Web Colors - What are Hexadecimal Colors?
By Charles Hopkins
Published 09/22/2007 | Web Design
Hexadecimal notation is the most common method for designating color on a web site. A hexadecimal color code is a six digit number with a # (hash) symbol in front of the value. Computers use units of two to count, rather than base 10. Hex is base 16 or 2 to the power of 4.
In the six digit value, the first two numbers define red, the next two define green and the last two define blue. Each digit has 16 values, using numbers and letters 0-9 and A-F. A through F function as the numbers 11 through 16. Because each color is represented by a pair of base 16 numbers, there are 256 (16 x 16) possible values for each color.
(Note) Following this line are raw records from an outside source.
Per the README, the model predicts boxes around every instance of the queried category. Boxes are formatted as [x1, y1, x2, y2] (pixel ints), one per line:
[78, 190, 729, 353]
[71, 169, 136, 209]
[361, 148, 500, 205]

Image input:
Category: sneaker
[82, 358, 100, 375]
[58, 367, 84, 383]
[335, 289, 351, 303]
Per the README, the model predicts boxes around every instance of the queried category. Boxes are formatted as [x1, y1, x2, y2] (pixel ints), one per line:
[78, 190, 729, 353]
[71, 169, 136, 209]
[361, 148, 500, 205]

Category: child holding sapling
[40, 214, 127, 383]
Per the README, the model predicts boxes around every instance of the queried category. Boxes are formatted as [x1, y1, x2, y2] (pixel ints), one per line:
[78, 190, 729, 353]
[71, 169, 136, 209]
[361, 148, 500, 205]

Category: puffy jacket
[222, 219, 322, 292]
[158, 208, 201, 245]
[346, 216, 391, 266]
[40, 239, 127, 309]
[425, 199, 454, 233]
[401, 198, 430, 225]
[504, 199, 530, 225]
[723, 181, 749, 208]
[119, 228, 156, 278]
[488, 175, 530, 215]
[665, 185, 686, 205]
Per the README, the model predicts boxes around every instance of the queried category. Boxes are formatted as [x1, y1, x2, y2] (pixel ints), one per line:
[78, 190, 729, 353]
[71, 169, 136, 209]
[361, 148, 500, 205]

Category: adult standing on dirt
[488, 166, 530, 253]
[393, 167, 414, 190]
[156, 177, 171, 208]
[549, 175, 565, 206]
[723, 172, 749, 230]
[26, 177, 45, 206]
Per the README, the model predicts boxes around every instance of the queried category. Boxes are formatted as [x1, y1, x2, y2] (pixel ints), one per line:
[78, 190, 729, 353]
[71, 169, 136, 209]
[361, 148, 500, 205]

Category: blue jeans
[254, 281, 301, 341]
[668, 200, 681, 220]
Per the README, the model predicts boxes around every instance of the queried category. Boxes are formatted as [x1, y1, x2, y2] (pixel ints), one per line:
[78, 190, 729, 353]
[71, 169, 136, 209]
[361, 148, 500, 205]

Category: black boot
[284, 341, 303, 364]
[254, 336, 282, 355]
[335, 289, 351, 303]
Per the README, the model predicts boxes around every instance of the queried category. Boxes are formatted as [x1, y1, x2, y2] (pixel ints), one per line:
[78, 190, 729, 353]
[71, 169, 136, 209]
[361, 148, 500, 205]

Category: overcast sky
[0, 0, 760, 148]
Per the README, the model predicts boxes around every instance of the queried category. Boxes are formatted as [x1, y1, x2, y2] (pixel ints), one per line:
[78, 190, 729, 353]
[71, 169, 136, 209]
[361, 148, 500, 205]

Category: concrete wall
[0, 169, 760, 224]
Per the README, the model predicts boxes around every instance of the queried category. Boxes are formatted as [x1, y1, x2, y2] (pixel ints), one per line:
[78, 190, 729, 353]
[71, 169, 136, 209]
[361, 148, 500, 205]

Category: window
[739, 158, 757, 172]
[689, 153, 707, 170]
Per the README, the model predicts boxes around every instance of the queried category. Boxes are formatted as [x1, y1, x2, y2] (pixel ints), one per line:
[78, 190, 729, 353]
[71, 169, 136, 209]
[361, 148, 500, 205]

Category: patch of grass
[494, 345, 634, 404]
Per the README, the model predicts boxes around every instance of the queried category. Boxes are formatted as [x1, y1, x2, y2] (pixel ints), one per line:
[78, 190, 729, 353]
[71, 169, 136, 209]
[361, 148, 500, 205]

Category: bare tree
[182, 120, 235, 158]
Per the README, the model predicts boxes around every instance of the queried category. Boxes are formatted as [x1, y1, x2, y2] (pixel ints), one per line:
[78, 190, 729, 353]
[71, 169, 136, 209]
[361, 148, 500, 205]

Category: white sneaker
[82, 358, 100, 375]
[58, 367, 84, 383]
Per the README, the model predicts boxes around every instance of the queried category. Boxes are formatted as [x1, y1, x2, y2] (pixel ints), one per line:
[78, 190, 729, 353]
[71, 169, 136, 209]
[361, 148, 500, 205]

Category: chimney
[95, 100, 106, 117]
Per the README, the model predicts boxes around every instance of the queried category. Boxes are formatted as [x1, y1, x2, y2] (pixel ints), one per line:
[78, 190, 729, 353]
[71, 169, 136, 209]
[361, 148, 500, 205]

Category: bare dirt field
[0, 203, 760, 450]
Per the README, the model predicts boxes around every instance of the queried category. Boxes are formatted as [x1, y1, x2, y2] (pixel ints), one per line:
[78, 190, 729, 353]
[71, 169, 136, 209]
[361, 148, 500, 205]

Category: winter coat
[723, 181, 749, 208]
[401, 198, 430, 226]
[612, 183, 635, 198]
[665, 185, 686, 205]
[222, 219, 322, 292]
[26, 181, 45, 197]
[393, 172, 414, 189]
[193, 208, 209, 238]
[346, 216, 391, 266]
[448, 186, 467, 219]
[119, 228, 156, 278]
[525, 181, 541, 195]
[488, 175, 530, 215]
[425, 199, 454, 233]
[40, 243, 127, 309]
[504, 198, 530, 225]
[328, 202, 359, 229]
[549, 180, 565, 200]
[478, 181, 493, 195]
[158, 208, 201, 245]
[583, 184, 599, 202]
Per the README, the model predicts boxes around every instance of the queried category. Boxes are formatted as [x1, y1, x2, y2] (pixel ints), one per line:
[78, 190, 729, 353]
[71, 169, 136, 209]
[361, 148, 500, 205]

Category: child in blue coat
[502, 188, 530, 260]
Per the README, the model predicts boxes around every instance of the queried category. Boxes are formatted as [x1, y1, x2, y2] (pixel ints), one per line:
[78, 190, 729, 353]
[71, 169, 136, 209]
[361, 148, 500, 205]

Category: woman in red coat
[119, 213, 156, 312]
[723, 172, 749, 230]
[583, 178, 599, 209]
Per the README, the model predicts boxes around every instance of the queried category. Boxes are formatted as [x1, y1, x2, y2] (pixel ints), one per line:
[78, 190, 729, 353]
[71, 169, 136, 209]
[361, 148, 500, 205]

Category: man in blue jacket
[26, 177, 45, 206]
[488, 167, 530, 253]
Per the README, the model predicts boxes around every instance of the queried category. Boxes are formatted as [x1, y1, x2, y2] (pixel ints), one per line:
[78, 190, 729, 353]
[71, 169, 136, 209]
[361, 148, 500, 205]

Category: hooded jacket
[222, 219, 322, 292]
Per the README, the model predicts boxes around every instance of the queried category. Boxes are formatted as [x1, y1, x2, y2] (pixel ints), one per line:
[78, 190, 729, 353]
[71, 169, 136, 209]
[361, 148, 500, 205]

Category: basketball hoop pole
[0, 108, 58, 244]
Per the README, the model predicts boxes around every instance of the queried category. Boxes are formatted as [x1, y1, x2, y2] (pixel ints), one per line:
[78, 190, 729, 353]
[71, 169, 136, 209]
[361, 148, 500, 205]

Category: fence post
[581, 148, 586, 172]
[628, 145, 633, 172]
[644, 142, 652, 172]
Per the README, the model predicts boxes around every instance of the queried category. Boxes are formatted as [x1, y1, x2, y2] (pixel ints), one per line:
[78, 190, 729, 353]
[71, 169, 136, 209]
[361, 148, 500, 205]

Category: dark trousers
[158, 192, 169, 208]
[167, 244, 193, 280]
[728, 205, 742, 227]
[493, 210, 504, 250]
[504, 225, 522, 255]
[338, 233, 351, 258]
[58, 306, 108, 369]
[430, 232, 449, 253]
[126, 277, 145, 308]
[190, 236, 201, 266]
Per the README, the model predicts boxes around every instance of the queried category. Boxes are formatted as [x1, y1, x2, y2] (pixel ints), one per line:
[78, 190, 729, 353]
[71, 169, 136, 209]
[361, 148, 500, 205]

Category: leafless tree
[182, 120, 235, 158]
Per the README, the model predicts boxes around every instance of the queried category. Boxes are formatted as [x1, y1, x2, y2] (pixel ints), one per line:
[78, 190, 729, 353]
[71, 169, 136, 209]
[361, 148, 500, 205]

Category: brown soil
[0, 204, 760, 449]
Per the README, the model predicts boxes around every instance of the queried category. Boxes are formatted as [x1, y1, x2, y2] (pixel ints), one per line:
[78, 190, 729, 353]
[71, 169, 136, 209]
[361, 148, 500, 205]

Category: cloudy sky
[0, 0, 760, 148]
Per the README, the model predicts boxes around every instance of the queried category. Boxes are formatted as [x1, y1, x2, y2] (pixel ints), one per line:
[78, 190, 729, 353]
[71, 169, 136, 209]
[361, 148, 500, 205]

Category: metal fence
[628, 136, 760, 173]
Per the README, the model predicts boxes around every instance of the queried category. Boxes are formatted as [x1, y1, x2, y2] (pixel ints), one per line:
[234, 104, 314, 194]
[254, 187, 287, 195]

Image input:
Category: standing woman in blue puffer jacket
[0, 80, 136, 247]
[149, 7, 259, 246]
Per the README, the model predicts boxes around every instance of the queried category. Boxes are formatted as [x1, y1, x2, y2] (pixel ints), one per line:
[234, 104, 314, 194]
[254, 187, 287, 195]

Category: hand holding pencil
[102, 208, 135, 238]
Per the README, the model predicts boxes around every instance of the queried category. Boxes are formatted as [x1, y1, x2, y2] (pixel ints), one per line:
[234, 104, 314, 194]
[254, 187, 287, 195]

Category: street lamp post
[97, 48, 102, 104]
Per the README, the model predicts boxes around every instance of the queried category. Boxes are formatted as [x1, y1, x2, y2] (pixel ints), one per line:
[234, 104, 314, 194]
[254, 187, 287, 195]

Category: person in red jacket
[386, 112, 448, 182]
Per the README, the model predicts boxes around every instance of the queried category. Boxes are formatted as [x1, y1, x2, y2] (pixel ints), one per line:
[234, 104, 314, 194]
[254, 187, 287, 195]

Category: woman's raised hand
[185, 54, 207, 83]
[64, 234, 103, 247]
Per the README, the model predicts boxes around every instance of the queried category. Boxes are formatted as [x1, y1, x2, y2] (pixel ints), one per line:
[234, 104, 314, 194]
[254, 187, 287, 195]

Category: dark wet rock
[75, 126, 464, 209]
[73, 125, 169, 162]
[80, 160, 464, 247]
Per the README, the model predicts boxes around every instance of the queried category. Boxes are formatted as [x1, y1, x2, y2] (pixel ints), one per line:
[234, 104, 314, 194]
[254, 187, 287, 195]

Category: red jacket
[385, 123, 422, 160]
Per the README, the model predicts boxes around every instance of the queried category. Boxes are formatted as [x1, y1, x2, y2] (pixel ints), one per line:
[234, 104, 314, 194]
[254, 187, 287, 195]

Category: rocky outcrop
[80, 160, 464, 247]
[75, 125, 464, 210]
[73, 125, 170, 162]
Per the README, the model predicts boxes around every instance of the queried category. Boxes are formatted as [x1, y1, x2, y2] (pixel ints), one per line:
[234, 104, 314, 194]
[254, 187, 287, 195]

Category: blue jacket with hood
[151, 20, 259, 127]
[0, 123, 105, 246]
When you combine the values of the three colors there is a possibility of 16,777,216 (256 x 256 x 256) combinations of color.
For example, pure red is #FF0000, pure green is #00FF00 and pure blue is #0000FF.
At first it may seem difficult to determine what color you will get with different color codes. A simple solution to this is to remember that FF is the maximum and 00 is the minimum, and use one of the following codes for each component:
FF means full brightness
CC means 80 percent brightness
99 means 60 percent brightness
66 means 40 percent brightness
33 means 20 percent brightness
00 means none of this color component
Sometimes you will find hexadecimal numbers expressed using only three digits, such as #F32. This is an abbreviation for a color that has a pair for each of the three numbers. #F32 is the same as #FF3322.
You will also see web pages that use color names to describe a color that is being used. The W3C's HTML 4.0 specifies only 16 standard color names: aqua, black, blue, fuchsia, gray, green, lime, maroon, navy, olive, purple, red, silver, teal, white, and yellow. Most browsers today support more color names, but when specifying a color it is usually best to use a hexadecimal number as hexadecimal colors are supported by all browsers.
You should be aware that when viewing colors on a computer monitor, different monitors may display colors in very different tints. Neutral, earth-tone colors such as medium gray, tan and ivory can lead to even more unpredictable results on many computer monitors, and may even seem to change color on one monitor depending on the lighting conditions in the room and the time of day.